In the midst of this chaos, expect some unpredictable performances to be sure. Still, the entertainment list reads a bit lady heavy for a mixed night. It's an imbalance that Shapiro says she's currently working to fix by hooking up with producers like Stephen Crowe who heads Scarecrowe Productions, Rick Berlin of the Shelly Winters Project, Toby Ingalls of Magic 12, Dan Boucher from Neptune, and Gunner Scott from Butch Dyke Boy Productions. With their help, the hope is that the evenings will grow to unite those who seem to keep separate camps at night.

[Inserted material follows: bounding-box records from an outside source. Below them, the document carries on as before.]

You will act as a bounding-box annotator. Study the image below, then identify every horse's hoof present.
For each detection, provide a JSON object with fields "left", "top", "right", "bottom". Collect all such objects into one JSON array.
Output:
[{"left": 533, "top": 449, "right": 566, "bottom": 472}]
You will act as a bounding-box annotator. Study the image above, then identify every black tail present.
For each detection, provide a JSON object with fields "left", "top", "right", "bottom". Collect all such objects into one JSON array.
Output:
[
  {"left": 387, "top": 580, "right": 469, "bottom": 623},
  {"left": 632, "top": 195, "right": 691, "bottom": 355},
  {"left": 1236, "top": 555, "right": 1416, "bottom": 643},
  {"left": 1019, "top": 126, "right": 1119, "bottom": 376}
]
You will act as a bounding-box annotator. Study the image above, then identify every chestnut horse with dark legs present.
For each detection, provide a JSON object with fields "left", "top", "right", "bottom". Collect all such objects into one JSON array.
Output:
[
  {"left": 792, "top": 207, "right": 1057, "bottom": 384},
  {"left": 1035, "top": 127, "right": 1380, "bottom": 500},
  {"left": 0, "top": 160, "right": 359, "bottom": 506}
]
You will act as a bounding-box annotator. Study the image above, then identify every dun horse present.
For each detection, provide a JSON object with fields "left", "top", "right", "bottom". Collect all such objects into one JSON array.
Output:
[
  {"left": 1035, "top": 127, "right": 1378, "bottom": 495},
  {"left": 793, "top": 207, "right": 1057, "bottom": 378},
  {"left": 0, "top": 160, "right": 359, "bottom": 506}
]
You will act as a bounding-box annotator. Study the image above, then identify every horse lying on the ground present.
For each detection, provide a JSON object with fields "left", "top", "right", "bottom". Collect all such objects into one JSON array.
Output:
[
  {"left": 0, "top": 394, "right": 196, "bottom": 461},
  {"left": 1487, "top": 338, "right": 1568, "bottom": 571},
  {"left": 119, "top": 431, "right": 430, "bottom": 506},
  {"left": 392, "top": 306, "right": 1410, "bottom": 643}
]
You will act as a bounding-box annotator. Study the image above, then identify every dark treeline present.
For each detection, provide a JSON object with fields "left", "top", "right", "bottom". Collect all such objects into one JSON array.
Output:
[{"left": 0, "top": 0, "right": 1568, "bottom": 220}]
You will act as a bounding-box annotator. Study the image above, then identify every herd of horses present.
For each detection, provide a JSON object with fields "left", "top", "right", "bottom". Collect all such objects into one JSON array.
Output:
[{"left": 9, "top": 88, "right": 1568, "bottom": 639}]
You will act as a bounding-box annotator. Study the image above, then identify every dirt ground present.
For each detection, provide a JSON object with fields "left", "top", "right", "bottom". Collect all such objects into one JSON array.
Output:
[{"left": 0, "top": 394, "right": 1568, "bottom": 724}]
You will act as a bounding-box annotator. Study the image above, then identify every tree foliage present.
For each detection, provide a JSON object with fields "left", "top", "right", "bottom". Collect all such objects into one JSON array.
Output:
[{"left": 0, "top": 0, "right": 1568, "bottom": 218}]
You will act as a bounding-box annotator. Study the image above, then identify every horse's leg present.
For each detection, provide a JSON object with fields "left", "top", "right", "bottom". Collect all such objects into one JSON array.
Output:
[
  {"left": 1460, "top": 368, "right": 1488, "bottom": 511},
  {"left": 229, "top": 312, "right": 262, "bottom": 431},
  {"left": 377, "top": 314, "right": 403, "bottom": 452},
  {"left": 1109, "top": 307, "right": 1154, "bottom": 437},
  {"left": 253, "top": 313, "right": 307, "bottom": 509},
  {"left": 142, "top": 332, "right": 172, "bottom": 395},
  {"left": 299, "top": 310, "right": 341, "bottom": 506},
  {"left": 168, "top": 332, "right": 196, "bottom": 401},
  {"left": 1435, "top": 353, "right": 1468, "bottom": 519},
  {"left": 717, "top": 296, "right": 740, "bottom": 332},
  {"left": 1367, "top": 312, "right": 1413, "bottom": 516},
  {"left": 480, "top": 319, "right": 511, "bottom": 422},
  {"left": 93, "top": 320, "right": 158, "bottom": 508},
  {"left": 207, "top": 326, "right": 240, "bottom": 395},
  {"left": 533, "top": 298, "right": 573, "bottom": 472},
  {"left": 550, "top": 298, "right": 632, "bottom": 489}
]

"The goal is to get men and women hanging out. Like at Pride, the guys go to their block party and the girls go off to theirs," she said. "I hope that in offering [CandyLand] that people will take advantage of it. I don't know if we're going to fix the divide but maybe people will feel more comfortable about it or at least it will get people thinking about doing something different."
CandyLand's grand opening takes place on Sunday, February 2 at The Milky Way Lounge and Lanes, 403 Centre St., Jamaica Plain. (617-524-3740) Doors 7:30pm. Cover charge $5.